# Confidence Intervals: Influence

Why would increasing the sample size decrease the confidence interval width?

Wouldn't increasing sample size lead to an increase in the variability (and thus the standard deviation) of the data?

• Increasing sample size leads to more information about the unknown quantity, hence a narrower confidence interval for it. That is to say your interval estimate is getting more accurate. – StubbornAtom Nov 28 '19 at 11:24

Consider the extreme case:

If the sample size is close to the entire population size, how much variability would there be for your point estimate?

It is important to understand the difference between the variability from observation to observation, and the variability of the mean of observations.

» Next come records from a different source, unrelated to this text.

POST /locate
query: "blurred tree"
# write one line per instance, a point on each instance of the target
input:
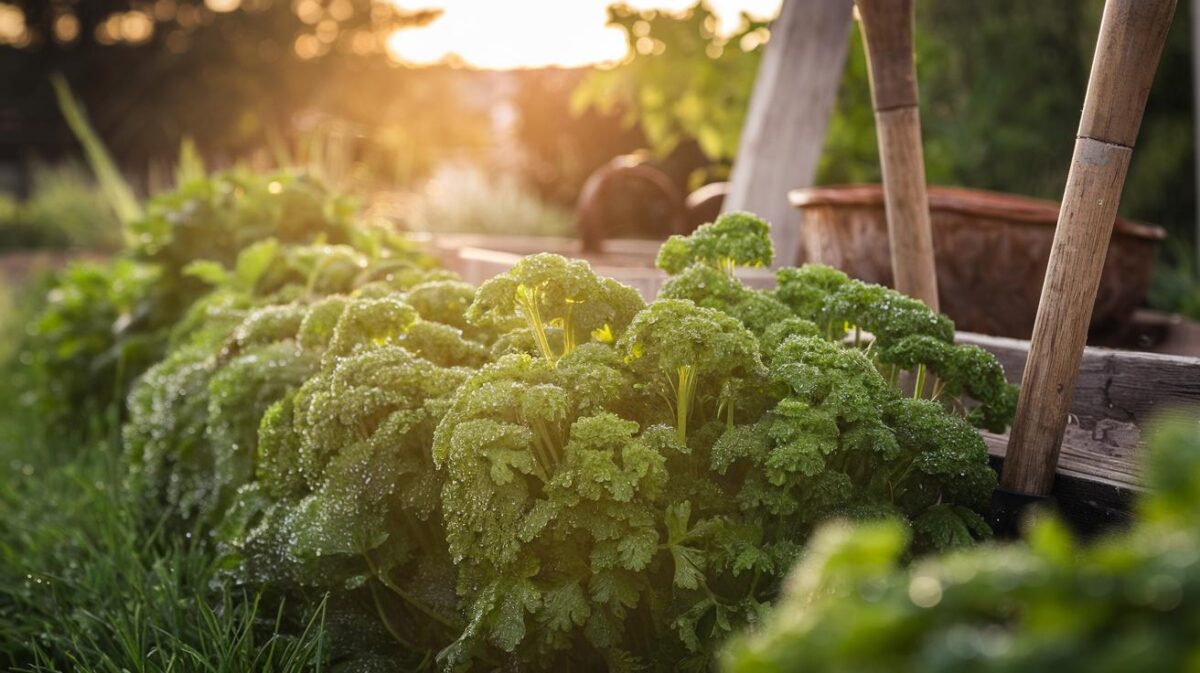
(682, 80)
(234, 74)
(1001, 84)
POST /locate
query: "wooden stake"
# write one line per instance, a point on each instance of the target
(789, 115)
(887, 36)
(1131, 42)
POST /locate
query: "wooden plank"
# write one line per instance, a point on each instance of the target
(1119, 385)
(790, 108)
(1127, 52)
(1116, 394)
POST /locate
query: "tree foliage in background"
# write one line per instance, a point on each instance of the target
(1001, 86)
(240, 83)
(682, 79)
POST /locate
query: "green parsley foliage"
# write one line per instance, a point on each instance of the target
(547, 473)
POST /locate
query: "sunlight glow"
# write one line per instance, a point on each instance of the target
(516, 34)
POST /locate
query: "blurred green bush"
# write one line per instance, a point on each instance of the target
(1125, 602)
(65, 209)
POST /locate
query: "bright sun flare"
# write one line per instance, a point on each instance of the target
(511, 34)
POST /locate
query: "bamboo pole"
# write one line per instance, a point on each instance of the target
(887, 36)
(1127, 52)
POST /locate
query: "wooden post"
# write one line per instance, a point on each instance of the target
(785, 127)
(1127, 52)
(887, 36)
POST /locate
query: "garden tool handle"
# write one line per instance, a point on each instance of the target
(888, 40)
(1127, 53)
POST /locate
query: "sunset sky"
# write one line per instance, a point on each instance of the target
(495, 34)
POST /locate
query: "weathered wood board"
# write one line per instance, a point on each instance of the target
(789, 115)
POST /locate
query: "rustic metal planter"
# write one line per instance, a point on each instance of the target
(991, 253)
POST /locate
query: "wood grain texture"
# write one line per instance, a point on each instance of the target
(1127, 52)
(790, 109)
(1132, 37)
(1111, 385)
(910, 230)
(1065, 311)
(887, 37)
(990, 251)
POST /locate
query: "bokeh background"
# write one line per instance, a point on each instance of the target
(479, 115)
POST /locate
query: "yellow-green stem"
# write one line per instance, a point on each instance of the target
(921, 382)
(528, 300)
(684, 395)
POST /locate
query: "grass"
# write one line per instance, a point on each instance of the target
(89, 583)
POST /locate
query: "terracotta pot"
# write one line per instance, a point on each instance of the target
(991, 253)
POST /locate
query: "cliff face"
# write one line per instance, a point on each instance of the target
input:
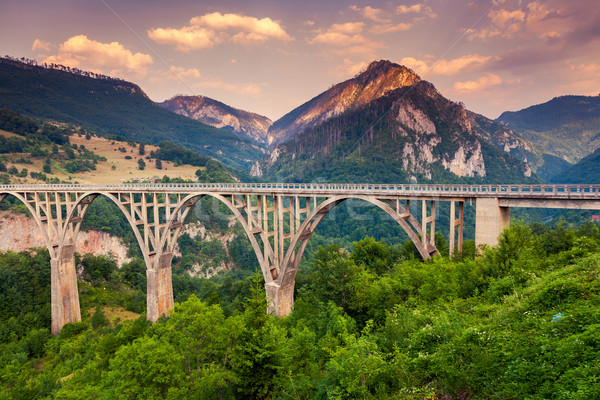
(19, 233)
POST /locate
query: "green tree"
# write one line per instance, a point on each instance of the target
(99, 318)
(148, 368)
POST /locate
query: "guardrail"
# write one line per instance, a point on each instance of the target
(549, 191)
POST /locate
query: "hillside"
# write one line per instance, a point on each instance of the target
(110, 106)
(378, 79)
(220, 115)
(566, 127)
(412, 133)
(585, 171)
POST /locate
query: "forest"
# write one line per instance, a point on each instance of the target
(371, 321)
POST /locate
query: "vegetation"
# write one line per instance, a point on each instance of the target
(368, 145)
(81, 99)
(565, 127)
(518, 321)
(585, 171)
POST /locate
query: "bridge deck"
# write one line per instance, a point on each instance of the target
(328, 189)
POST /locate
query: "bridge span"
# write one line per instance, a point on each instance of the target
(279, 219)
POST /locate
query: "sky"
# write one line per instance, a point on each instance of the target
(270, 56)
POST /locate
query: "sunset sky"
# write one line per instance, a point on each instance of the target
(271, 56)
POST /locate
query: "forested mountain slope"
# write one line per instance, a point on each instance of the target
(110, 106)
(411, 133)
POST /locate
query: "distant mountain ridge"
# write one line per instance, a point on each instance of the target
(567, 127)
(213, 112)
(378, 79)
(409, 133)
(112, 106)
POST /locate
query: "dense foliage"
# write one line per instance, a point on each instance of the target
(585, 171)
(566, 126)
(519, 321)
(112, 106)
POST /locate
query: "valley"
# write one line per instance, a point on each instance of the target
(370, 318)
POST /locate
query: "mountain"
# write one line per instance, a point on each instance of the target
(585, 171)
(379, 78)
(566, 127)
(112, 106)
(410, 133)
(220, 115)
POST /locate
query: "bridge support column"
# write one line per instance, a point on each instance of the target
(159, 294)
(64, 294)
(280, 298)
(490, 220)
(454, 222)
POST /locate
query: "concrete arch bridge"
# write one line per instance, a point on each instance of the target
(279, 219)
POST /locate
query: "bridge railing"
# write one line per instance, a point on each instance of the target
(588, 191)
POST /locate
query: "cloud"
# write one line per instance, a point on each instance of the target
(447, 67)
(248, 89)
(458, 65)
(184, 39)
(419, 9)
(42, 45)
(389, 28)
(374, 14)
(110, 58)
(192, 73)
(207, 30)
(349, 68)
(419, 66)
(341, 35)
(480, 84)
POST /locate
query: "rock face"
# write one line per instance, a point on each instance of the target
(408, 133)
(19, 233)
(380, 78)
(220, 115)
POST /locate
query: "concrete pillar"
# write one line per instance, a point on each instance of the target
(280, 298)
(63, 287)
(490, 221)
(159, 296)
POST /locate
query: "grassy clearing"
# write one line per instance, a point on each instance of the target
(114, 314)
(124, 169)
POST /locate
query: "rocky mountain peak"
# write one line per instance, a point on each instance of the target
(387, 69)
(380, 78)
(220, 115)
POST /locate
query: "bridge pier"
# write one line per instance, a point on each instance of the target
(159, 289)
(280, 298)
(278, 218)
(490, 220)
(64, 294)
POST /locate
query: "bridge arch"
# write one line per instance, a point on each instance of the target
(184, 209)
(34, 215)
(282, 293)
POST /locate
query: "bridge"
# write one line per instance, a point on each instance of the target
(279, 219)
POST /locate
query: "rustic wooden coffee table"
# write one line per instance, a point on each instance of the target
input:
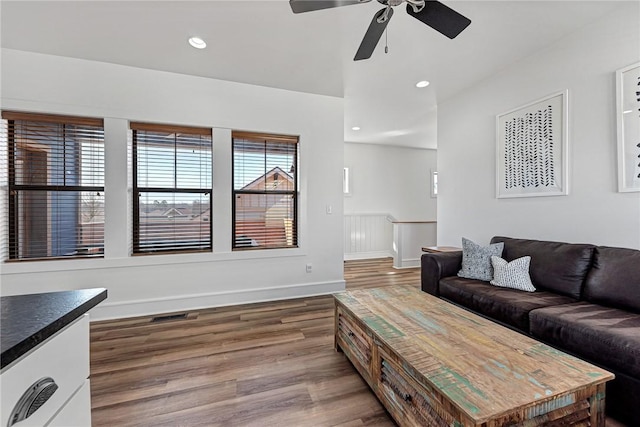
(434, 364)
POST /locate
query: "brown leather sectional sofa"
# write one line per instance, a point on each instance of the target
(587, 303)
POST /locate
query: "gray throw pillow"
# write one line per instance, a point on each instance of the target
(476, 260)
(514, 274)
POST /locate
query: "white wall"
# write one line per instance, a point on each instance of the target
(391, 180)
(160, 283)
(593, 212)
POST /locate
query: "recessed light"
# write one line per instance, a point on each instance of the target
(197, 42)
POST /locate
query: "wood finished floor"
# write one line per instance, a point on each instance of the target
(266, 364)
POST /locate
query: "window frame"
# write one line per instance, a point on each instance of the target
(14, 218)
(265, 137)
(138, 191)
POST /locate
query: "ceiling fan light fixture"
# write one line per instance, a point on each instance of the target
(197, 42)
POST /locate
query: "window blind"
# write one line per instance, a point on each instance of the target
(172, 188)
(56, 186)
(265, 191)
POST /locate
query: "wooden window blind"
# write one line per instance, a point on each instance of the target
(172, 184)
(265, 191)
(56, 186)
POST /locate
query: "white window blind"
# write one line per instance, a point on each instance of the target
(172, 188)
(265, 191)
(56, 186)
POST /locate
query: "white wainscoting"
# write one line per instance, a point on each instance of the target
(368, 236)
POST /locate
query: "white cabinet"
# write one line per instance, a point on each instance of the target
(62, 359)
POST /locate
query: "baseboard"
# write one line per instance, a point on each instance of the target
(151, 306)
(367, 255)
(408, 263)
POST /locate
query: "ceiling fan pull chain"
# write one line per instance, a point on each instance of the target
(386, 40)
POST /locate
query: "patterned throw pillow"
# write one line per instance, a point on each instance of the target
(514, 274)
(476, 260)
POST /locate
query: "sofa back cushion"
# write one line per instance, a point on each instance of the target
(555, 266)
(614, 279)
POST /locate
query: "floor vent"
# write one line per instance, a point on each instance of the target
(181, 316)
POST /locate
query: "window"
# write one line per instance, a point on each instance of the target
(172, 188)
(265, 191)
(56, 186)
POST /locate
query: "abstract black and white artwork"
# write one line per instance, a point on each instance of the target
(532, 149)
(628, 114)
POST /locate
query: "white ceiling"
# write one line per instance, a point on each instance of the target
(264, 43)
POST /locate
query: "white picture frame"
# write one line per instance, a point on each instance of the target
(628, 125)
(532, 149)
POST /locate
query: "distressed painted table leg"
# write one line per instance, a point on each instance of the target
(335, 332)
(597, 401)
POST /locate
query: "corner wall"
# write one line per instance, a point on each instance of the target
(163, 283)
(391, 180)
(594, 212)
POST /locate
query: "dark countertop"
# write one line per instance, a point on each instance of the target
(28, 320)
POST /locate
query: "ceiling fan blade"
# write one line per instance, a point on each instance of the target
(300, 6)
(373, 34)
(441, 18)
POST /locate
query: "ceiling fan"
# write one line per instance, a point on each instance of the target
(433, 13)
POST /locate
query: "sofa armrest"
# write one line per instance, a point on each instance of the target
(435, 266)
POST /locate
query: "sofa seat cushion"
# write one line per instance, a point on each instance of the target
(505, 305)
(603, 335)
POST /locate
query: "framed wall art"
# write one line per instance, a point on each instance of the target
(628, 116)
(532, 149)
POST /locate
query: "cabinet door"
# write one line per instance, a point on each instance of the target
(407, 402)
(355, 340)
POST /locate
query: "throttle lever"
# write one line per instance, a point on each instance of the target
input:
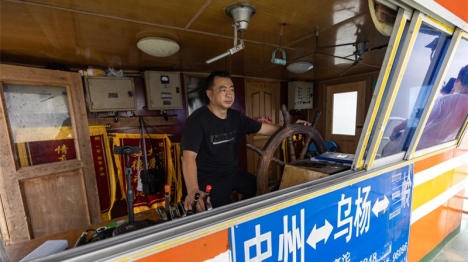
(194, 205)
(208, 205)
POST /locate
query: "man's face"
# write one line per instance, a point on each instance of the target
(222, 93)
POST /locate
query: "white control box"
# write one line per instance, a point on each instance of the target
(163, 90)
(300, 95)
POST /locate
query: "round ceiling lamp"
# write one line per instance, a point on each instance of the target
(158, 46)
(299, 67)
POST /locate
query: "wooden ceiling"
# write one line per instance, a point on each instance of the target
(104, 34)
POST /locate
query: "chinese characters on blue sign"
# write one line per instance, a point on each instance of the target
(365, 222)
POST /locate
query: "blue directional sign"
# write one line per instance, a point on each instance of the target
(365, 222)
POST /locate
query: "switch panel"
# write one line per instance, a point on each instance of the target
(300, 95)
(163, 90)
(110, 94)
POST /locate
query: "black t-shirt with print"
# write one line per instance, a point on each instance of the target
(216, 141)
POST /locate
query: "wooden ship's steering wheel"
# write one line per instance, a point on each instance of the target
(285, 132)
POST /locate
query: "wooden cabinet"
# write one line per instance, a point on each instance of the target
(48, 197)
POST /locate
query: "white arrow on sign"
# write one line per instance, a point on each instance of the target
(380, 206)
(319, 234)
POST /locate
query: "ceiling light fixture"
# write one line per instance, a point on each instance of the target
(158, 46)
(241, 14)
(299, 67)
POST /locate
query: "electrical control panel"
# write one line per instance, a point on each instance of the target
(163, 90)
(300, 95)
(110, 94)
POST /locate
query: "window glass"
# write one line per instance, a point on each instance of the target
(422, 68)
(40, 124)
(451, 107)
(385, 91)
(344, 113)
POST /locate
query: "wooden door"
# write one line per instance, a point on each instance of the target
(345, 102)
(44, 193)
(261, 102)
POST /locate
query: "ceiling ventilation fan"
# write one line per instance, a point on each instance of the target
(361, 48)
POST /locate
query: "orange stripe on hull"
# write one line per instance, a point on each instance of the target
(432, 229)
(198, 250)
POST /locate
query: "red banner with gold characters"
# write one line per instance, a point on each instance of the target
(161, 153)
(37, 146)
(47, 145)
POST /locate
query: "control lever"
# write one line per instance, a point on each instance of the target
(167, 196)
(208, 205)
(194, 205)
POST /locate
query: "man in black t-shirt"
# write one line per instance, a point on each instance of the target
(210, 146)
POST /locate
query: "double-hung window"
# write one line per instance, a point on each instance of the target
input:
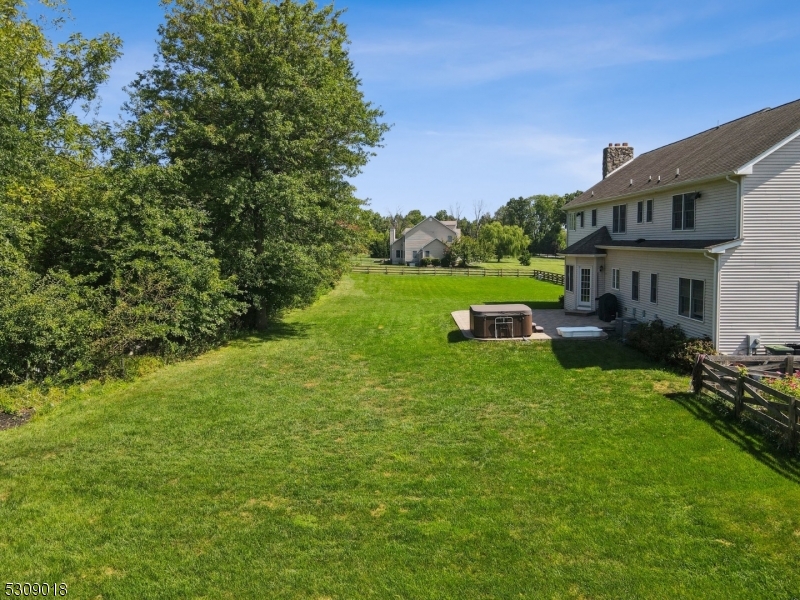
(683, 211)
(690, 298)
(618, 219)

They are not the same.

To illustrate, suppose I have a fair six sided die. I roll the die ten times, and I might get the sample $$\{1, 3, 1, 6, 4, 3, 2, 5, 4, 5 \}.$$ If I roll the die $$100$$ times, I can continue to get any number between $$1$$ and $$6$$ inclusive. It doesn't matter how many times I roll the die; these numbers will occur with approximately equal frequency.

But now, suppose I decide to take the arithmetic mean of the ten rolls. I get $$\bar x = 3.4$$. If I roll the die another ten times, I might get $$\bar x = 3.7$$, and so forth. The variability of this mean value I am calculating depends on the number of observations in the sample--the sample size, and this is the variability that is used when computing the confidence interval. We call this the standard error of the sample mean (and in practice, abbreviated somewhat imprecisely as "standard error" or "SE").

Why is this the case? Well, back to the die example, ask yourself what it would take for $$\bar x = 1$$ for a sample of size $$n = 10$$. For the sample mean to equal $$1$$, every single observation would need to be $$1$$. If any die roll is not $$1$$, the mean would exceed $$1$$. So clearly, this has a probability of only $$1/6^{10} \approx 1.65 \times 10^{-8}$$ of occurring. But for a value like $$\bar x = 3$$, there are many more ways for the sample to give you such a mean. This fact is related to what is sometimes referred to as the "law of large numbers."

So, when we are calculating an interval estimate for a parameter, what we are doing is in essence constructing a statistic from a sampling distribution, rather than the distribution for the observations from which the sample is taken. The standard deviation of the sampling distribution of the sample mean is the standard error of the sample mean.